Man gets prison for threats to Betras
YOUNGSTOWN
A man who admitted mailing extortion letters demanding up to $4 million to Atty. David Betras and threatening to damage or destroy his law office with an explosive has been sentenced to 46 months in prison with mental-health counseling.
Betras’ former law client, Charles J. Reighard, 68, of Burghill, who pleaded guilty as charged, drew the sentence Wednesday from U.S. District Court Judge Sara Lioi in Akron.
After prison, Reighard will be on supervised release for three years, including six months of electronically monitored house arrest.
Betras, who called for a prison term for Reighard, also is Mahoning County Democratic Party chairman.
“Even though he is in custody and is, therefore, unable to carry out the serious threats he made against us, I will never forget the way I felt when I was forced to tell my wife, Pamela, and my three children that police officers were standing guard outside their home because someone had made a credible threat to kill us all by blowing us up,” Betras wrote in a victim impact statement.

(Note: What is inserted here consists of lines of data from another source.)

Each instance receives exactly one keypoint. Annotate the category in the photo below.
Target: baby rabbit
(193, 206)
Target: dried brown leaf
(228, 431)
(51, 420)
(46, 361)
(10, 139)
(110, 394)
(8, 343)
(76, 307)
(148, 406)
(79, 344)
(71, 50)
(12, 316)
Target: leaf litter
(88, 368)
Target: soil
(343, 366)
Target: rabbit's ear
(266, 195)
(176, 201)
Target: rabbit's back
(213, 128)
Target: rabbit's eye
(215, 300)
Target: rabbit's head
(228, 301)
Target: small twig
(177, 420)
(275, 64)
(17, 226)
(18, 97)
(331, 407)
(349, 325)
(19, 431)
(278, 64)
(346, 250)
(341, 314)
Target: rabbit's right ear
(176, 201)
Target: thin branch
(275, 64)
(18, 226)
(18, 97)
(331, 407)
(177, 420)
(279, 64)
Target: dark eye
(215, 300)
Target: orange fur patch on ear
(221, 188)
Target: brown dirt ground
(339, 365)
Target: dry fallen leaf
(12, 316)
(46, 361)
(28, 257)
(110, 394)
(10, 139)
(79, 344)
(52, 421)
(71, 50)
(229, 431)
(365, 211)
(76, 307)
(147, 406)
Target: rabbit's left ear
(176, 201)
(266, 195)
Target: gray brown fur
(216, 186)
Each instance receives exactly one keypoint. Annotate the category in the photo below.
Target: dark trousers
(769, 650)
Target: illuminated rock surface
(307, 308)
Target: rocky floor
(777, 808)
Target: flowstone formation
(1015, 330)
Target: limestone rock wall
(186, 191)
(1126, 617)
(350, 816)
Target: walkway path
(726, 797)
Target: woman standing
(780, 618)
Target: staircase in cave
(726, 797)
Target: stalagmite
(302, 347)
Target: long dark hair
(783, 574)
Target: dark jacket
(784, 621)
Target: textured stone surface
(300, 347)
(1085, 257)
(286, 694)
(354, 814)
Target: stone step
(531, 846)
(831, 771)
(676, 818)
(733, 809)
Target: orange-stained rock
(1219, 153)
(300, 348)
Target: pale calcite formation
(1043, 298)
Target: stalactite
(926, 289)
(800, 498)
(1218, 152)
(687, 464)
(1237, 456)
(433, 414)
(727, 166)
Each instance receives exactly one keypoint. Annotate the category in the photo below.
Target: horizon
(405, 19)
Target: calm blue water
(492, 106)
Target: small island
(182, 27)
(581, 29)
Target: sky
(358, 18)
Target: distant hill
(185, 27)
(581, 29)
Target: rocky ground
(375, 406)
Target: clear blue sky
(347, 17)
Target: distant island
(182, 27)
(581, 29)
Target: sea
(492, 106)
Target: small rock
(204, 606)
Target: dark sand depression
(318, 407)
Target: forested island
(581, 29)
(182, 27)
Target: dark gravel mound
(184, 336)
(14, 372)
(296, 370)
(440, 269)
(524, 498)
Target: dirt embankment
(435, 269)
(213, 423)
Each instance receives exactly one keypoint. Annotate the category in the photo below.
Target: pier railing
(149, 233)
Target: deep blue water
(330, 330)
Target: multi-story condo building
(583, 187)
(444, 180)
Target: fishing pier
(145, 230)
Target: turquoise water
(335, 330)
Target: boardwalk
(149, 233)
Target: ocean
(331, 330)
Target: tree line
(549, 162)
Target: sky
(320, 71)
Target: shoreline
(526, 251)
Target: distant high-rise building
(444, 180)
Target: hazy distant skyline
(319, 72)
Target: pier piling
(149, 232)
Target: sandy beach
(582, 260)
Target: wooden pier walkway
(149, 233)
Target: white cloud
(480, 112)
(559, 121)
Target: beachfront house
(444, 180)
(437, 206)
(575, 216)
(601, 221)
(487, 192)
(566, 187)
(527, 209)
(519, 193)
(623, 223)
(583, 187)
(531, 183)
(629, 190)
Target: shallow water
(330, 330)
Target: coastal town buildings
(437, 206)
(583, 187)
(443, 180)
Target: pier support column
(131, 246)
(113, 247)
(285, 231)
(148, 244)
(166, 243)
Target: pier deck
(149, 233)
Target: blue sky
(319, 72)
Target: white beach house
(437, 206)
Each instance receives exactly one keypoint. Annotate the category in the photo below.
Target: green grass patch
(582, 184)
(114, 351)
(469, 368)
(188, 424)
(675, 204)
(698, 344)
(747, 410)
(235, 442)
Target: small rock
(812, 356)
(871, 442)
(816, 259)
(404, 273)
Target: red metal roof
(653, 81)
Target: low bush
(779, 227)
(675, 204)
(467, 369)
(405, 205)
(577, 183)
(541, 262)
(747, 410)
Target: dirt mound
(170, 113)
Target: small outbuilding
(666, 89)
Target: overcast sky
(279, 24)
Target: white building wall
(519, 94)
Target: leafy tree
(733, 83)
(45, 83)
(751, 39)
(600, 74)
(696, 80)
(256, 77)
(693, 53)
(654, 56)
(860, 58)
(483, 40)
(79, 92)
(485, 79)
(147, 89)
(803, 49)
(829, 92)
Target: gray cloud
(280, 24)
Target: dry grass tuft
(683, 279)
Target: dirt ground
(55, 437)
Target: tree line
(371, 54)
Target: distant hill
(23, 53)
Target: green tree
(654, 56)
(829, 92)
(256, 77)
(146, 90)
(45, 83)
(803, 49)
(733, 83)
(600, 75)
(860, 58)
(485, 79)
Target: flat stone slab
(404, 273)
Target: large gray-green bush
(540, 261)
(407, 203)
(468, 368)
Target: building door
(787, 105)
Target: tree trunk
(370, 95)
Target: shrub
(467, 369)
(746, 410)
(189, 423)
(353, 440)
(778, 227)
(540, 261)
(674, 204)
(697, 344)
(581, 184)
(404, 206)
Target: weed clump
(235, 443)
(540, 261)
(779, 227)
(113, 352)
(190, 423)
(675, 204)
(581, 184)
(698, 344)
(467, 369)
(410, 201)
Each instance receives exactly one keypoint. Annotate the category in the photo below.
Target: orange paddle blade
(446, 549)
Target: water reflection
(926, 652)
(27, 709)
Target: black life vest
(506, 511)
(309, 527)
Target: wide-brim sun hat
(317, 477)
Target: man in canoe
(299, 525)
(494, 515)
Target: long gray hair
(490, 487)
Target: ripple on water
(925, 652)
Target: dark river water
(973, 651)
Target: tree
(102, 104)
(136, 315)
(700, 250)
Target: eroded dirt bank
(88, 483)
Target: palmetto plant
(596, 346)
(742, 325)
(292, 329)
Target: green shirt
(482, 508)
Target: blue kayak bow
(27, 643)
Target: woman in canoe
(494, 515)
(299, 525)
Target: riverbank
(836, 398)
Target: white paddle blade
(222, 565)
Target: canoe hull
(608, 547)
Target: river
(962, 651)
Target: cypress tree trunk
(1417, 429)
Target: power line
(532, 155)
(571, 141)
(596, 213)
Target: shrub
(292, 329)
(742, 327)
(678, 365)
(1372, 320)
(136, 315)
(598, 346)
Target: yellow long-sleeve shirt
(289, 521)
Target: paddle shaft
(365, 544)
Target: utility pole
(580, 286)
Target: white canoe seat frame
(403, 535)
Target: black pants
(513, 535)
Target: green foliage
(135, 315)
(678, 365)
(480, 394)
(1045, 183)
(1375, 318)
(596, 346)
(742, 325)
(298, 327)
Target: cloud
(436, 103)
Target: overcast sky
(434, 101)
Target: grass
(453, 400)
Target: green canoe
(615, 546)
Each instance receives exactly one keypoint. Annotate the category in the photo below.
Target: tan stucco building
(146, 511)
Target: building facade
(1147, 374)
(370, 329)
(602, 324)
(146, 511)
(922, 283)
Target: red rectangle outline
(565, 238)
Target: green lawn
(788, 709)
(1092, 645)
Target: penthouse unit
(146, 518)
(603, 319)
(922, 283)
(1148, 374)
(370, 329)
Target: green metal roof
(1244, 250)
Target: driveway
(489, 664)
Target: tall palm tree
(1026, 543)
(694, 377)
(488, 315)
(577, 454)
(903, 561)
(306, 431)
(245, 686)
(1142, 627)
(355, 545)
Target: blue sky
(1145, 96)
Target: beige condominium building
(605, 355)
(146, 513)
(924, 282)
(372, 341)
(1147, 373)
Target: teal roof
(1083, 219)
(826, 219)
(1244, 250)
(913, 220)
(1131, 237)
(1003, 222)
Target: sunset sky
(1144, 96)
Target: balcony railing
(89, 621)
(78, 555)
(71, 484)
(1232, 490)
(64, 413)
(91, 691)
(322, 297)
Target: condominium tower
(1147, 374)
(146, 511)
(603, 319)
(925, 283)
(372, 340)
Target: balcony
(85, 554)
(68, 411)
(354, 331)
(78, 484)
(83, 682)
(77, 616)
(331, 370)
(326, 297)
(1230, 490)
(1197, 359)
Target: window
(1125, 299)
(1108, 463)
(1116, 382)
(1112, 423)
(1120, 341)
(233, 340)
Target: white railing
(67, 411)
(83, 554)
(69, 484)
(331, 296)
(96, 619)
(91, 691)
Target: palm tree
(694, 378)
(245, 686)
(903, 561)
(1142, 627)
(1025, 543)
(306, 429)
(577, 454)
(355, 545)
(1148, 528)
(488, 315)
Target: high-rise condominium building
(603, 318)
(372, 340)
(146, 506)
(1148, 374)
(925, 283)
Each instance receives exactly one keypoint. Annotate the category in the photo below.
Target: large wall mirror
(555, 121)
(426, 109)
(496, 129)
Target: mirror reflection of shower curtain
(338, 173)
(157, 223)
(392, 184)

Citing Reighard’s age, mental and physical illness, family and community ties, low probability of re-offending and acceptance of responsibility for his actions, Reighard’s public defenders called for probation with house arrest, instead of prison.
“The bomb did not contain any explosive powder and could not have been detonated,” they wrote of the metal pipe with end caps and a fuse found outside Betras’ Canfield law office last Oct. 16.
In a sentencing memorandum, Justin Gould, the assistant U.S. attorney prosecuting the case, asked the judge to increase Reighard’s sentence because of the multimillion-dollar extortion demand and the use of a dangerous weapon, but he didn’t specify what he thought the total sentence should be.
As requested by Gould, the judge ordered Reighard to pay the $3,789 cost of the emergency response to the bomb threat.
Betras represented Reighard, who was charged in 1999 with vandalism over allegations he caused new cars to catch fire by deliberately driving a car into them at the General Motors Lordstown plant, where he was employed.
Betras negotiated a plea deal in which Reighard pleaded guilty to telecommunications harassment and was put on five years’ probation.
Reighard claimed, however, that Betras, the prosecutor and the judge conspired to get him fired from GM and to “ruin his life,” according to an FBI agent’s affidavit.